Monday, 14 October 2013

Cookin' through Cookin' Crunk - creole steamed sausages

I spent about half of the weekend making these sausages.  Or so it seemed.

I started them Saturday evening.  I went through the tedious process of mashing beans by hand, threw everything together, mixed it up, and then realised that I didn't have any aluminum foil.  So I put the dough in the fridge.

I went out Sunday to buy foil, then came home and made the sausages.  Well, as I was trying to form the sausages, little (and not so little) bits of bean kept falling out, and they didn't really want to take shape.  I think I'm blaming the beans - I forgot that great northern beans are haricot beans here, not cannellini, so I got the wrong ones, and they were a bit tough.  But I finally got them into the foil, wrapped and steaming.

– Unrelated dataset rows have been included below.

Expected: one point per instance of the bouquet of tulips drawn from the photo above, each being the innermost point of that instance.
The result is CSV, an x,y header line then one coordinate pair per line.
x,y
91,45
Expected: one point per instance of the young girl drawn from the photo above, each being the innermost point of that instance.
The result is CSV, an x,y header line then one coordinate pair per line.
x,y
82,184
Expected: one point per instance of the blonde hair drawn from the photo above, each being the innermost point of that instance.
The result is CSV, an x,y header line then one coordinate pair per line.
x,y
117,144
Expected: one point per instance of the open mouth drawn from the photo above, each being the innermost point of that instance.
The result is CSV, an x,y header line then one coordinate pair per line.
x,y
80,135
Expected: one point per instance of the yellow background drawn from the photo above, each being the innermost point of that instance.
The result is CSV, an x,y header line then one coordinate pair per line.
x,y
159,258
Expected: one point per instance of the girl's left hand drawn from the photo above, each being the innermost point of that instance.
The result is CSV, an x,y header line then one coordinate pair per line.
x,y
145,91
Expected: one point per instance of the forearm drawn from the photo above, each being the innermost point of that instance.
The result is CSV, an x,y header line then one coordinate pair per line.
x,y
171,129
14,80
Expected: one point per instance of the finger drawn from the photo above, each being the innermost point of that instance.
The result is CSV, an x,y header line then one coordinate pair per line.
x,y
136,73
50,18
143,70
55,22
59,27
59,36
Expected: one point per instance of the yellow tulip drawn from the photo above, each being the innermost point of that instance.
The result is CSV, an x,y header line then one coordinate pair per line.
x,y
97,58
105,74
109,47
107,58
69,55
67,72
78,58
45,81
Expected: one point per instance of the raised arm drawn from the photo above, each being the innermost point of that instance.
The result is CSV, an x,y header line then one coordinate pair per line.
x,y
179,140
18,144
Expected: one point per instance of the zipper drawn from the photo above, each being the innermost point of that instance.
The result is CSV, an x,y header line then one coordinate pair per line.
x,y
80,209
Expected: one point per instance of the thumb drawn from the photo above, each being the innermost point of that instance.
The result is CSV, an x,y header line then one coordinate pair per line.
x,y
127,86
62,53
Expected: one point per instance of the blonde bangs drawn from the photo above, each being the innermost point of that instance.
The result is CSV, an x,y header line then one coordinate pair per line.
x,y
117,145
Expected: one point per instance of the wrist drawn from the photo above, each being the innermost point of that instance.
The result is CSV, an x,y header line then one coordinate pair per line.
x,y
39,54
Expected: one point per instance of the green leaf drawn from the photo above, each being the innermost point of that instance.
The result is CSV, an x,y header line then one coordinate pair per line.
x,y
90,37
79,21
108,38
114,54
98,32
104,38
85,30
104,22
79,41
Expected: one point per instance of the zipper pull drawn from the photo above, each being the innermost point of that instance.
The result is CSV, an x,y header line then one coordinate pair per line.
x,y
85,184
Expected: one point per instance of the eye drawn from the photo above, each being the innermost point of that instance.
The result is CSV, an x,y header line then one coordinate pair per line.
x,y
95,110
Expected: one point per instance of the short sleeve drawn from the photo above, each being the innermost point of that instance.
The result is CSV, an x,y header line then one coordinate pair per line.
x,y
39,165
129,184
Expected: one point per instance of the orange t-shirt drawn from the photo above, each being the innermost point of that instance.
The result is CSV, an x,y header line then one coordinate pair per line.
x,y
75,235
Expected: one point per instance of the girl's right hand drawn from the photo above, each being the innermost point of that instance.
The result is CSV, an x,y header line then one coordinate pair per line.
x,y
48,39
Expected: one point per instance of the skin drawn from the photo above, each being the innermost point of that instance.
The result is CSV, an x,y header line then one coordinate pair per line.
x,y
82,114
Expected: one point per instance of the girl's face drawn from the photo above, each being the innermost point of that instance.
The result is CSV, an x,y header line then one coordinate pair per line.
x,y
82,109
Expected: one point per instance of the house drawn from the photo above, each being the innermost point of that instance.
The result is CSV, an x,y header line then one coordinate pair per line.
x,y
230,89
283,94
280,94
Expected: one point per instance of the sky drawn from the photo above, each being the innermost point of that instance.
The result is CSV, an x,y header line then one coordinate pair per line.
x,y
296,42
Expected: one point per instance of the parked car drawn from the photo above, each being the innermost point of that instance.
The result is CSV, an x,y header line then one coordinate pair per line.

They turned out alright.  But here's the thing - they contain my herbal arch nemesis, thyme.  And because of the bean thing and the thyme, they kinda annoy me, texturally.  But they taste good!

They're seen here over rice in a sauce of garlic, shallots, red peppers, tomato sauce, chili powder, cumin, and paprika (I think).  This was a spur-of-the-moment, throw in what works type of sauce.  The tomato sauce was left over, the red pepper needed to be used, and I used the dregs of the frozen shallots and garlic.  And it turned out really good, so, hey.

So far, this has been probably my least favourite recipe because of the texture issues.  So I'll make these again with the right beans and maybe try to find a way around the thyme and report back, since I don't want to dismiss them because of what might have been my fault.